Updated on January 25, 2016
Replicator: Wikidata import tool
Replicator was created for importing data from Wikidata into the QueryR REST API persistence. It has two big conceptual components: getting entities from a specified source, and then doing something with said entities.
Wikidata Web API
As the above ascii cast shows, you can import entities via the Wikidata web API. You need to be able to connect to the API, and this is by far the slowest way to import, however still much more convenient than getting a dump in case you just want to import a few entities for testing purposes.
The one required argument for the API import command is the list of entities to import. This argument accepts single entity IDs such as Q1 and P42, as well as ranges such as Q1-Q100. You can have as many of these as you want, for instance P42 Q1-100 P20-30 Q1337. The -r or –include-references flag allows you to specify all referenced entities should also be imported. This is particularly useful when you need the labels of these entities when displaying the one you actually imported. Finally there is a verbosity option that allows switching between 3 different levels of output.
The command internally does batching using my Batching Iterator PHP library. You can specify the batch size with the -b or –batchsize option. The command can also be safely aborted via ctrl+c. Rather than immediately dying and leaving your database (or other output) in a potentially inconsistent state, Replicator will finish importing the current entity before exiting. A summary of the import is displayed once it completed or was aborted.
It is possible to import data from both compressed and uncompressed JSON dumps. This functionality is exposed via several commands. import:json for uncompressed dumps, import:bz2 for bzip2 compressed dumps and import:gz for gzip compressed dumps. It is possible to specify a maximum number of entities to import, or to safely and interactively abort the import via ctrl+c. In both cases you will be presented with a continuation token that can be used to continue the import from where it stopped.
The JSON import functionality is build on my Wikidata JSON Dump Reader PHP library. You can even import XML dumps via the import:xml command, though are likely better off sticking with the recommended JSON dumps.
As Replicator was written for the QueryR REST API, it by default imports into the persistence used by this API. This persistence is composed of the QueryR EntityStore, the QueryR TermStore and Wikibase QueryEngine, all open source PHP libraries providing persistence for Wikibase data.
While internally Replicator uses a plugin system, there currently is no way to add additional sources without modifying the PHP code. The needed modifications are very trivial, and it is also relatively simple to make the application as a whole truly extensible. While I’m currently working on other projects, I suspect this capability is useful for various use cases. All it takes is implementing an interface with a method
handleEntity( EntityDocument $entity ), and suddenly the tool becomes capable of importing into your MediaWiki, your Wikibase or your custom persistence.

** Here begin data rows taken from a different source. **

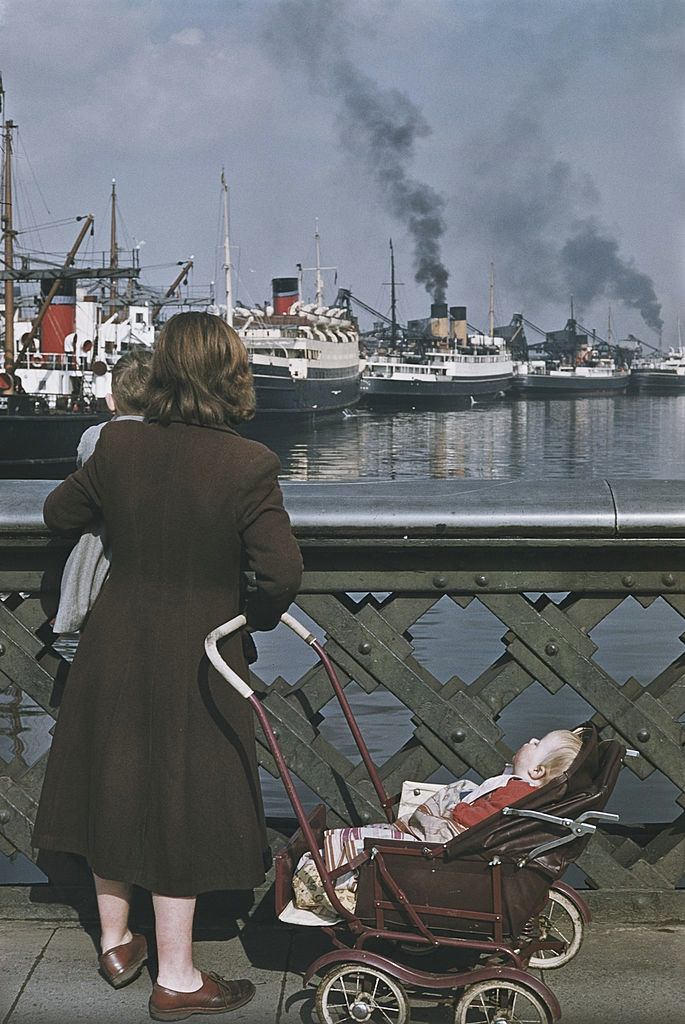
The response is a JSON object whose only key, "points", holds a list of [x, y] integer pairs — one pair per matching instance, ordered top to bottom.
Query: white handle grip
{"points": [[231, 627], [298, 628], [213, 654]]}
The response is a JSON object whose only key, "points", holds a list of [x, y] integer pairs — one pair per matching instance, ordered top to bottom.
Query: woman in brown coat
{"points": [[153, 772]]}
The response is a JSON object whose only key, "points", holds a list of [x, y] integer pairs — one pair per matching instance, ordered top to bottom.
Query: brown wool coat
{"points": [[153, 772]]}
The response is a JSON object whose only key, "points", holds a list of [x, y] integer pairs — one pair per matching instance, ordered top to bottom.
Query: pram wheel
{"points": [[560, 920], [350, 992], [501, 1003]]}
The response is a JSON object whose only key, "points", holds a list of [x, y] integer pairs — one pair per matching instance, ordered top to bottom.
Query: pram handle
{"points": [[232, 626], [224, 670], [246, 691]]}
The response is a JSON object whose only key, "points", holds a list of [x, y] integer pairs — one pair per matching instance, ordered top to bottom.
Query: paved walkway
{"points": [[626, 974]]}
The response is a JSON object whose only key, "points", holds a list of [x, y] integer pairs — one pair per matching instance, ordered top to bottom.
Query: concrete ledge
{"points": [[440, 508]]}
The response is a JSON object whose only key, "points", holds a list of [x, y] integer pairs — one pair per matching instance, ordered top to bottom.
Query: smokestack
{"points": [[286, 291], [60, 316], [438, 320], [458, 326]]}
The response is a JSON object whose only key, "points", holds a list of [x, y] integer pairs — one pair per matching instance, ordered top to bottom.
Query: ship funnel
{"points": [[286, 292], [59, 320], [438, 320], [458, 328]]}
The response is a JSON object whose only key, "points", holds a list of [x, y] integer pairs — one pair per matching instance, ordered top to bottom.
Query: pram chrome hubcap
{"points": [[559, 920], [351, 992], [501, 1003]]}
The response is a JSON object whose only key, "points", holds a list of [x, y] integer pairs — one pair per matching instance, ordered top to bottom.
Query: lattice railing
{"points": [[378, 559]]}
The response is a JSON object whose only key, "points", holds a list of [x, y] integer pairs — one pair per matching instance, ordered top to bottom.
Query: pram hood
{"points": [[587, 785]]}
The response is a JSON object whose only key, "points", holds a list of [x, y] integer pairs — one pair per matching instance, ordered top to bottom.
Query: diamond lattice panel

Let me know if you are interested in creating such a plugin, then I will add the missing parts of the plugin system. I might get to this in some time anyway, and then do another blog post covering the details.
Further points of interest
I should mention that the Replicator application is build on top of the Wikibase DataModel and Wikibase DataModel Serialization PHP libraries, without which creating such a tool would be a lot more work, both initially and maintenance wise. It also uses the Symfony Console component, which I can highly recommend for anyone creating a CLI application in PHP.
If you are running a Wikibase instance on your wiki, take a look at the Wikibase Import MediaWiki extension by Aude. If you want to import things into Wikidata, then have a look at this reference Microdata import script by Addshore. If you are working with Java and want to import dumps, check out Wikidata Toolkit.